年間を通じて水温が安定しているダイビングスポットはどこ?

2026-03-09

ダイビング旅行を計画するとき、「行く時期によって水温がどれだけ変わるか」は重要な判断材料です。水温が安定しているサイトなら、いつ行っても同じスーツで潜れますし、見られる生物も大きく変わりません。当サイトの46,000件以上以上の実測データから、年間の水温変動が小さいサイトと大きいサイトを比較しました。

安定したサイト vs 変動が大きいサイト

以下のチャートで、水温が安定している3サイトと変動が大きい3サイトの月別推移を比較できます。安定サイトはほぼ平らな曲線を描くのに対し、変動サイトは大きなV字を描いていることがわかります。

ヒートマップで一目比較

最も安定:与那国島(年間変動 約2.4°C)

日本最西端の与那国島は、年間の水温変動がわずか約2.4°C(23.8〜26.2°C)と、日本で最も安定しています。

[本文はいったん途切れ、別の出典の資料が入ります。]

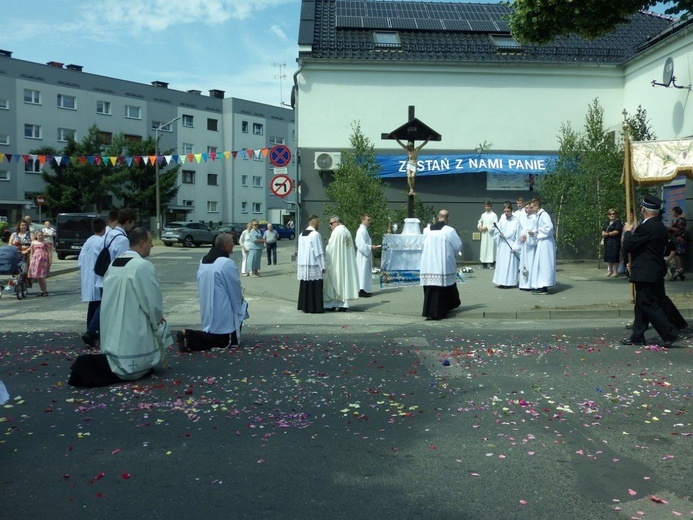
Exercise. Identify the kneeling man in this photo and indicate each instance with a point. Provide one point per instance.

黒潮の本流が島のすぐ近くを流れているため、外洋の暖かい海水に年中包まれています。

この安定した水温のおかげで、いつ行っても5mmウェットスーツで快適です。冬のハンマーヘッドシーズン(12〜3月)でも水温は24°C前後あり、スーツ選びで悩む必要がありません。

慶良間諸島(年間変動 約7°C)

慶良間諸島は21.2〜28.3°Cの範囲で変動します。与那国ほどではありませんが、本土のサイトに比べれば非常に安定しています。冬の最低水温でも21°C台あるため、ウェットスーツで年中潜れます。

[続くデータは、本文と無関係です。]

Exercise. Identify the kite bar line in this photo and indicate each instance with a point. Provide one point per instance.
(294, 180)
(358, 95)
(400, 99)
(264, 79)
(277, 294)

この安定した暖かさが「ケラマブルー」を支えるサンゴ礁の基盤になっています。環境省のサンゴ調査でも確認されているように、慶良間のサンゴは日本国内でも最も健全な状態を保っています。

石垣島(年間変動 約7°C)

石垣島も慶良間と同程度の安定性で、冬でも22°C前後、夏は28°C超。石垣島周辺の温暖な海水は、マンタの回遊を支える重要な環境要因です。マンタスクランブルでの遭遇率が高いのも、この安定した水温のおかげといえます。

変動が最も大きい:越前(年間変動 約15.5°C)

一方、福井県の越前海岸は年間変動が約15.5°C(11.7〜27.2°C)と、日本のダイビングサイトの中で最大級です。冬の11°C台はドライスーツでも厳しく実質シーズンオフですが、夏は27°Cと快適そのもの。同じ海とは思えないほどの変化です。

この大きな変動は、日本海の地理的特性によるものです。対馬暖流が夏に強まり水温が急上昇する一方、冬は季節風による寒気と大陸からの冷水で急降下します。

田後(年間変動 約20°C)

鳥取県の田後は、年間変動がさらに大きく約20°Cに達します。日本海側の中でも特に変動が激しいサイトです。冬場は10°C前後まで下がるため、ダイビングシーズンは5月〜10月に限られます。しかし、夏の山陰海岸ジオパークの海は絶景で、訪れる価値があります。

伊豆海洋公園(年間変動 約8.2°C)

IOPは16.0〜24.2°Cの範囲で変動します。沖縄に比べると変動は大きいですが、本土のサイトとしては標準的です。この変動があることで、冬の高透明度と夏の暖かい海を両方楽しめるのが伊豆の魅力でもあります。

水温安定度ランキング

サイト年間最低年間最高変動幅安定度
与那国23.8°C26.2°C2.4°C極めて安定
慶良間21.2°C28.3°C7.1°C安定
石垣島22.0°C28.3°C6.3°C安定
IOP16.0°C24.2°C8.2°Cやや変動
越前11.7°C27.2°C15.5°C大きく変動
田後~10°C~30°C~20°C非常に変動

安定性が重要な3つの理由

  1. スーツ選びが簡単:安定したサイトなら、いつ行っても同じスーツでOK。ドライスーツを持っていないダイバーでも、沖縄なら年中ウェットで潜れます。
  2. 生物相が安定:水温が安定している海域はサンゴ礁の発達を促し、それに依存する魚類も年中見られます。「この時期に行ったら何もいなかった」という失敗が少ないのです。
  3. 旅行計画が立てやすい:「何月に行けば良いか」をあまり気にせず計画できるのは、大きなメリットです。特に海外ゲストを案内するときに重宝します。
ポイント:水温の安定性を重視するなら沖縄・先島諸島がベスト。変動を楽しみたいなら、季節ごとに表情が変わる本土のサイトが面白い。どちらも日本の海の魅力です。